Рано или поздно справедливость восторжествовала: моему другу позволили провести пару ночей в отеле. Отведенная Алешке комната с розовыми обоями в цветочек и огромной кроватью стала ему временным прибежищем. Этакий бутафорский рай породил соответствующие мечты и фантазии. Вперив взгляд в галюциногенные розовые цветочки на обоях, мы с Алешкой мечтали о будущем.

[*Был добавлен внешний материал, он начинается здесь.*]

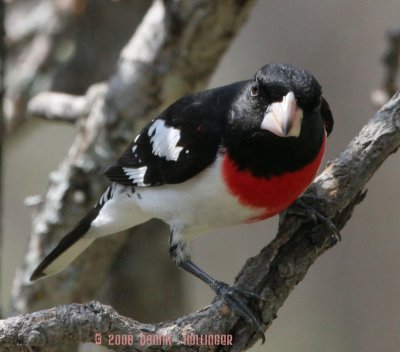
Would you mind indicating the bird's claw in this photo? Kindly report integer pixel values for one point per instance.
(233, 296)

Как мы могли бы ездить по земному шару на маленьком «Рено», жить то там, то здесь — везде и нигде, счастливые и свободные… Азарт бродяжничества воспалил наши умы, как и песни любимого Алешкой Леонарда Коэна, пластинку которого он мне подарил. «Давай сбежим! — мечтательно предложил мне Алешка. — Посадим тебя в машину и махнем через границу, слабо?» Я задумалась: «А кино как же? Надо досняться». Теперь задумался он: «Да, нехорошо ребят подводить… А то б махнули в Голливуд, вставили бы зубы с бриллиантовой крошкой… но картину бросать нельзя…» Вот что значит дети кинематографистов — цеховая солидарность взяла верх над личными интересами.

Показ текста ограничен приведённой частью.